Sunday, 20 March 2011

Ukraine's Chernobyl Cleanup Workers Protest Planned Benefit Cuts

KIEV, Ukraine -- Hundreds of Ukrainians involved in the cleanup of the 1986 Chernobyl nuclear disaster on Wednesday protested the government's plans to cut to their social benefits.
More than 800 demonstrators gathered in front of the Cabinet of Ministers building in the Ukrainian capital Kiev to show their opposition to reductions or outright elimination of their benefits.

Some 700,000 people involved in the cleanup have the status of 'liquidator,' which gives them maximum monthly benefits equivalent to 250 dollars.

The government has proposed cutting the number of people with liquidator status by between one-third and one-half.

Deputy Prime Minister Serhy Tyhypko spoke to the generally peaceful crowd for about five minutes.

'We have heard you, and we will meet with your representatives. Ukraine knows what you have done,' he said.

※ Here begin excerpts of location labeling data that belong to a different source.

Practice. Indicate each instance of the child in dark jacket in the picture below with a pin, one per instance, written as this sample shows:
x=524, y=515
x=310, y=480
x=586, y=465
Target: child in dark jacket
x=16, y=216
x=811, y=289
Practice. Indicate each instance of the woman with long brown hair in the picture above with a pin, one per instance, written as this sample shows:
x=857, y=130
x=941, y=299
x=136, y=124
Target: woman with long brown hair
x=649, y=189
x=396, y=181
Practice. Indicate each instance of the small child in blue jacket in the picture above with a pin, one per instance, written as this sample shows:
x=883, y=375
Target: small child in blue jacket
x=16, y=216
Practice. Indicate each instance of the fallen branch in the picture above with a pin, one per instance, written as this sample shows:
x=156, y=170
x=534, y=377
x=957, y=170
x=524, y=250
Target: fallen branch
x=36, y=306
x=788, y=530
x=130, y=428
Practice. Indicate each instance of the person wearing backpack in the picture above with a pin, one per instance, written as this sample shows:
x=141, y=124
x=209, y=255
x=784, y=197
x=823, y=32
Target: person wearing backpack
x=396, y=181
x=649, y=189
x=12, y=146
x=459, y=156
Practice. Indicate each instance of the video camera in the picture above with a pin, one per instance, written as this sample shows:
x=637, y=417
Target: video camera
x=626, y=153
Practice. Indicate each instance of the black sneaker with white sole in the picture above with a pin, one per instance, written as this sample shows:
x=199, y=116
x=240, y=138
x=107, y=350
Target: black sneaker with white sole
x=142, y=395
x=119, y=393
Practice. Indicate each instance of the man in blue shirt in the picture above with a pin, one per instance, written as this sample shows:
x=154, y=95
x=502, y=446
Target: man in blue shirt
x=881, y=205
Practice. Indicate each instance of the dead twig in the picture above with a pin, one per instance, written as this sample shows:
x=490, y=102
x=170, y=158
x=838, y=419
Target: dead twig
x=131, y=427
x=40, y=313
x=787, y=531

People in the crowd said they were sceptical of receiving fair treatment from the government.

'What is happening is that the government is trying to save money, they are trying to economize on us,' said Oleg Goncharov, 40. 'We risked out lives, but that is not important to them.'

Pensions and benefits are often the only income of survivors of the Chernobyl cleanup, who are too sick from radiation exposure to be employed.

A reactor meltdown at the Chernobyl nuclear station on April 26, 1986, spread radiation across Europe and forced the resettlement of more than 300,000 people, most of them in Ukraine and Belarus.

More than 4,000 people are thought to have lost their lives bringing the core of the runaway nuclear reactor under control.